Digital storage of tax data: Submitting returns electronically means there’s a digital backup of your tax documents. If something happens to your paperwork, you will have an electronic backup.
The fantastic news: Most taxpayers do opt to e-file and get those advantages — and the practice of doing so is easy.
You have four options for submitting an electronically filed tax return to the IRS.
- Use IRS Free File: If your adjusted gross income is $72,000 or not as you may have the ability to use the IRS Free File program. The forms do the math for you and provide basic advice. You can simply do your federal return with all these kinds.
- Use an internet tax preparation service or tax applications: Tax preparation software and online filing services are alternatives. These choices are an easy way to finish and e-file your own forms. Some applications providers charge for their apps, Some are free. The software asks you simple questions about your life and finances to guide you through the completion of your types.
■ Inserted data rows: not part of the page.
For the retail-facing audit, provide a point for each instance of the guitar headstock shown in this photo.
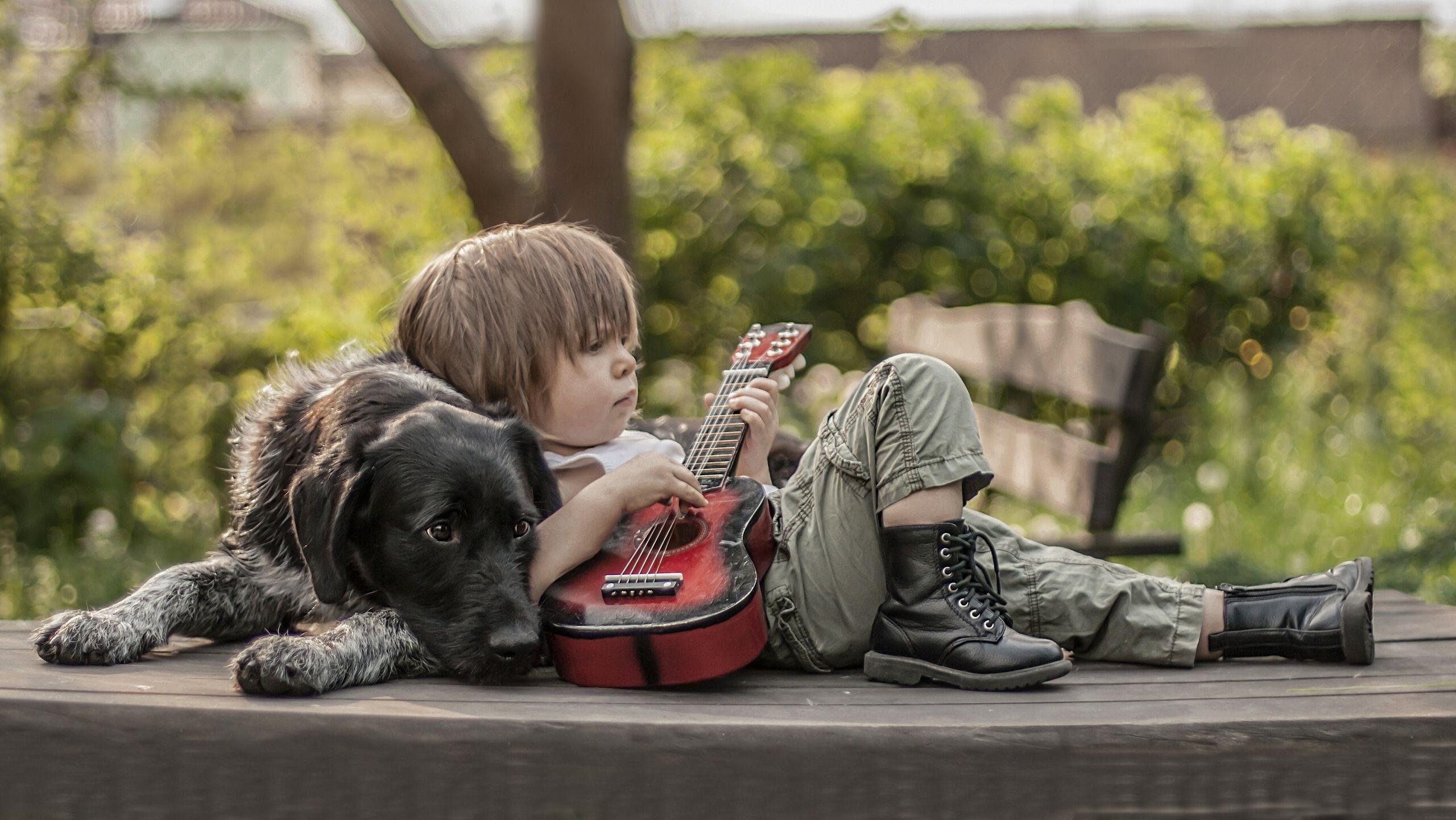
(774, 347)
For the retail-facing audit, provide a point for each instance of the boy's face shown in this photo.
(592, 398)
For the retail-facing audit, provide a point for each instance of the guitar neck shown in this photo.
(715, 449)
(760, 352)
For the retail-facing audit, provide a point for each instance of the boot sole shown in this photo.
(909, 672)
(1356, 629)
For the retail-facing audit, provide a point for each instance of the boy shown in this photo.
(878, 560)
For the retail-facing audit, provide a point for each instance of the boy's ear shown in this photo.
(322, 501)
(545, 493)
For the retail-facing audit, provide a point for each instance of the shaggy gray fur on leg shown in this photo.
(370, 647)
(212, 599)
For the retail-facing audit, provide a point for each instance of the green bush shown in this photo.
(1305, 280)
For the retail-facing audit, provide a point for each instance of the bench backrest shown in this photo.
(1065, 352)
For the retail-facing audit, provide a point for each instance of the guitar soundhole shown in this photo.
(670, 538)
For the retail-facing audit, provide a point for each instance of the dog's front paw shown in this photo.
(284, 665)
(82, 637)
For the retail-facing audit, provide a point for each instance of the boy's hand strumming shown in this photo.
(646, 480)
(758, 402)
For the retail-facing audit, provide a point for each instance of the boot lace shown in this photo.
(969, 577)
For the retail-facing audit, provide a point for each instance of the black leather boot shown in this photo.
(1322, 618)
(942, 621)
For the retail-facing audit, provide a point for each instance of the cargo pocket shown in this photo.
(791, 628)
(835, 448)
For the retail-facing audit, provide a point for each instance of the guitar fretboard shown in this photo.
(715, 449)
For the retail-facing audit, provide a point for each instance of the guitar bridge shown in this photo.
(641, 584)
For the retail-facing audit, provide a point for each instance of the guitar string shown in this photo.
(659, 547)
(715, 428)
(749, 365)
(718, 430)
(656, 542)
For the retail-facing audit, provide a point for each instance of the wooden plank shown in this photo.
(1064, 350)
(167, 737)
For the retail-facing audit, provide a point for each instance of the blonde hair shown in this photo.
(493, 314)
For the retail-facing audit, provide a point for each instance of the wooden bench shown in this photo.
(168, 737)
(1064, 352)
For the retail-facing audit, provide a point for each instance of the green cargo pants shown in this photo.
(909, 426)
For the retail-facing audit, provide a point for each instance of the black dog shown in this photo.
(363, 490)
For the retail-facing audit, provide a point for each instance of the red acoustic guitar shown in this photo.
(673, 596)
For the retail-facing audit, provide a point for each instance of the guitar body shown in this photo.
(673, 595)
(714, 624)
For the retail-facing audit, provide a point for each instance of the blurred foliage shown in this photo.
(1306, 283)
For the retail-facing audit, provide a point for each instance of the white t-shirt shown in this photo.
(615, 454)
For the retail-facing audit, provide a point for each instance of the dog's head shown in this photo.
(436, 512)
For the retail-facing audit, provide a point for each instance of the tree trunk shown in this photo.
(452, 110)
(584, 111)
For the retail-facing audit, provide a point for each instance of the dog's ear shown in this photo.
(545, 493)
(322, 501)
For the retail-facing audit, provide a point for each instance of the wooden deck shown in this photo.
(168, 737)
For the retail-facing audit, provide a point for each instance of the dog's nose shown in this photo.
(513, 643)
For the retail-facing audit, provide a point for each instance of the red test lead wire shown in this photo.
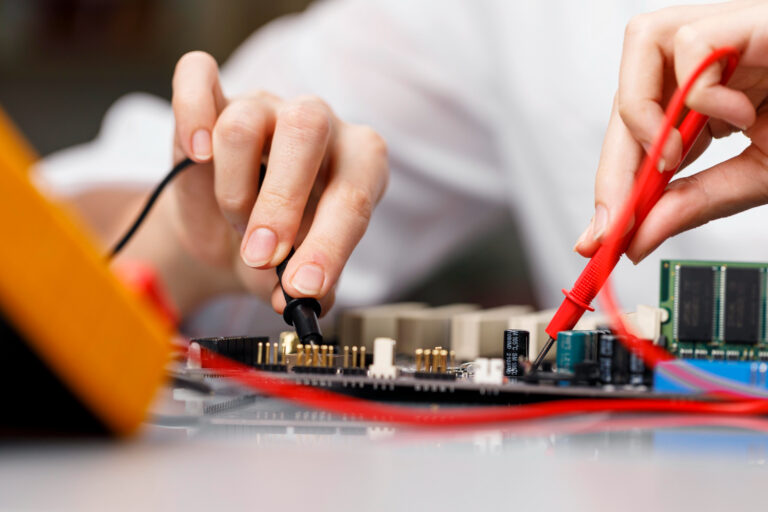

- Get complimentary, in-person tax aid: In most states, you will find volunteers to help prepare and e-file returns. But eligibility for free aid is normally restricted based on earnings, and some providers cater to particular demographic groups. By way of instance, Tax Counseling for the Elderly programs focus primarily on helping filers who are 60 and older. The IRS maintains a record of authorized providers, but you should be aware this option is very likely to be the most costly one.
Using online tax preparation software is far and away the favored approach of most taxpayers. Actually, the IRS says it expected over four tax returns to be filed through tax return prep program.
Is e-filing really stable?
While e-filing is convenient, you could worry about security — especially with so many data breaches. But experts agree that this is not a problem that should dissuade you from e-filing.
“In fact, it can be more secure than paper filing as you’re sending your personal information through an encrypted network as opposed to exposing your information in the mail.”
Dennis Chow, vice president of data security at SCIS Security, clarifies that the IRS has put security measures in place to keep your information safe. “Trainers normally use IRS specific APIs that need token sessions,” Chow says. “All this is routed over TLS encrypted links “
It’s important to employ a trustworthy service to help you record your taxes. Chow advises not to e-file on a public computer or use an online connection that is not private.
For most taxpayers, it is sensible to e-file a yield since it is the most convenient way to submit your tax information to the IRS and it allows for timely refunds and effortless payment options. Just make sure that you use tax planning software from a dependable source, so you can ensure the information which you provide to transmit to the IRS will be kept secure.